A execução de mais um policial no Brasil e a ‘mancada’ de um japonês
A execução de mais um policial no Brasil e a ‘mancada’ de um japonês

Na noite dessa sexta-feira, 18 de setembro, o soldado Macio de Souza, Costa, 38 anos, da Polícia Militar do Rio Grande do Norte, foi assassinado com tiros na cabeça, ao ser abordado por dois bandidos em uma moto, na cidade de Parnamirim. A esposa do policial estava no carro e também foi atingida, mas sobreviveu.

Recentemente, os ‘gênios’ parlamentares brasileiros aprovaram uma lei que trata como crime hediondo o assassinato contra profissionais de segurança pública. Mas já que Macio estava de folga, esqueça. A lei só vale para quem estiver em serviço. Portanto, será um crime como outro qualquer, mesmo que se comprove depois o puro interesse de matar o PM devido à sua profissão, e não um latrocínio, como se cogita em parte da imprensa do RN. Ainda não entendemos por que razão milhares de policiais brasileiros comemoram a tal “lei do crime hediondo em prol dos policiais”.

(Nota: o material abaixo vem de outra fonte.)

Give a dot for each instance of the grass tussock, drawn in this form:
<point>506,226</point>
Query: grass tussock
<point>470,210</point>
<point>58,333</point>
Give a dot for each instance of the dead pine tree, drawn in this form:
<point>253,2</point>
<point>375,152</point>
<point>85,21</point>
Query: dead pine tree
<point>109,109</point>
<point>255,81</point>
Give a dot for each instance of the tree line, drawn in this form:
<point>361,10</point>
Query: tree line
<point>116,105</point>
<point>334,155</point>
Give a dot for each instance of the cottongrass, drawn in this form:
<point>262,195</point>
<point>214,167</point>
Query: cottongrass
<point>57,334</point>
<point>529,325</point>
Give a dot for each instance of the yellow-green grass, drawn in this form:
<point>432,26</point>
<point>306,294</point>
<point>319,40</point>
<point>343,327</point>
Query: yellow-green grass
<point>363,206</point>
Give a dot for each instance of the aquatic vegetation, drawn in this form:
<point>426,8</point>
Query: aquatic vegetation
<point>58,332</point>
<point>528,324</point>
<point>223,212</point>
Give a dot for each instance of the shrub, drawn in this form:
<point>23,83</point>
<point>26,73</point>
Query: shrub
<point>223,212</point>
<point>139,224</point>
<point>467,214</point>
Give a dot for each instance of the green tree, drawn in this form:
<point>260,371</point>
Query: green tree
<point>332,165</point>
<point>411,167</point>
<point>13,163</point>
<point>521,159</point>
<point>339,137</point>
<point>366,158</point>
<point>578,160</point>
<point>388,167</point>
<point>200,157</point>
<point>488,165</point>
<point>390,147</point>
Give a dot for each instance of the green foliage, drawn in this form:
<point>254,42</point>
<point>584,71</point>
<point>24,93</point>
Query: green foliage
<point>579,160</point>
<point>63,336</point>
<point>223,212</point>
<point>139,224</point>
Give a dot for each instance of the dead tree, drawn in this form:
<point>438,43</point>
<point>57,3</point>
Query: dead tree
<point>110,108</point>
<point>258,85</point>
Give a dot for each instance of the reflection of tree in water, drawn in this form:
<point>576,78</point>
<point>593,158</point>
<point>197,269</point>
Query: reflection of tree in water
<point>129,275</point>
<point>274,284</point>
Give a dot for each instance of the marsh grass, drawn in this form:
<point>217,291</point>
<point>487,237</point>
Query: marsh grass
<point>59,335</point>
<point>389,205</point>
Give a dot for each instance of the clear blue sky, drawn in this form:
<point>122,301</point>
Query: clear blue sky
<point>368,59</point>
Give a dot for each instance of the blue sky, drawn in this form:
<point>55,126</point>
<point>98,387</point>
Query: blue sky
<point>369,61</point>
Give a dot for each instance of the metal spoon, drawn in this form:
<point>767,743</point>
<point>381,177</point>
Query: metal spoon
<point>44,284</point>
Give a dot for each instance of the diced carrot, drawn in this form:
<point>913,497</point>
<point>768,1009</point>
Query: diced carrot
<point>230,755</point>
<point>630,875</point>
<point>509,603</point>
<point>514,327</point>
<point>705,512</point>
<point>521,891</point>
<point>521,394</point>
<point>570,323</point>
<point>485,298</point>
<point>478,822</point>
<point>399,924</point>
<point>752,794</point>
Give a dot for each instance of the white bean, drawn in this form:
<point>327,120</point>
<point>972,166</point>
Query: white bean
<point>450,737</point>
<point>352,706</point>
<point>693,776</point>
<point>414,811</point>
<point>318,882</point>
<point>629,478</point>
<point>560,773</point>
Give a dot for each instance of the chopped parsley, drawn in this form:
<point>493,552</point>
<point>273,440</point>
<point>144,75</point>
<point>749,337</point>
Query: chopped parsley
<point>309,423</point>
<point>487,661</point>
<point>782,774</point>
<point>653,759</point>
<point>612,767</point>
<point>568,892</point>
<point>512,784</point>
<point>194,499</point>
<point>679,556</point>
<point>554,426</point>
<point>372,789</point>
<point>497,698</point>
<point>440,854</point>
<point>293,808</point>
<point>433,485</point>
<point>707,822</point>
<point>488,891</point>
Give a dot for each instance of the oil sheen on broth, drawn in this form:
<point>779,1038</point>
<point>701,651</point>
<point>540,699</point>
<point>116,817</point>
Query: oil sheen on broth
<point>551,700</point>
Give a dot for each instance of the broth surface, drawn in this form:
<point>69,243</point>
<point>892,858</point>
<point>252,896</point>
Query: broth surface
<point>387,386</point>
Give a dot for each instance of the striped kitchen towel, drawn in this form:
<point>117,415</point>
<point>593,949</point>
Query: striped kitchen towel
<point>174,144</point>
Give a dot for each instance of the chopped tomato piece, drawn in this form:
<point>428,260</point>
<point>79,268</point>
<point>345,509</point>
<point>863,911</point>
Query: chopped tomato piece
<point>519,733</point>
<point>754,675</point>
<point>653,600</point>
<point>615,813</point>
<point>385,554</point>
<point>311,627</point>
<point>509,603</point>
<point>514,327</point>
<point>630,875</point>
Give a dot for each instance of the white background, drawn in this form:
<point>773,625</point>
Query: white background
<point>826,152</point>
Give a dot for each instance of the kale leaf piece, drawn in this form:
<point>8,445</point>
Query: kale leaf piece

No Japão (por exemplo) não tem isso. Seja a vítima policial ou não. Há exatos dois anos, Tokuhisa Kumagai, esse japinha que aparece de óculos escuros na foto, sentiu ‘no pescoço’ o que estamos dizendo. Ele achou de assaltar e matar a tiros o dono de restaurante no seu país, no ano de 2004. Foi preso, investigado e condenado à morte. Em setembro de 2013, num presídio japonês destinado apenas para os condenados à pena capital, o chão desapareceu dos pés de Kumagai.

O povo japonês soma aproximadamente 130 milhões de habitantes. Naquele mesmo trágico ano de 2013 para Tokuhisa, seu país contabilizou 939 assassinatos. Vamos rir um pouco? A Paraíba, com seus meros 4 milhões de habitantes, costuma sepultar uma média de 1.500 pessoas assassinadas por ano. E nem chega a ser o pior exemplo do Brasil.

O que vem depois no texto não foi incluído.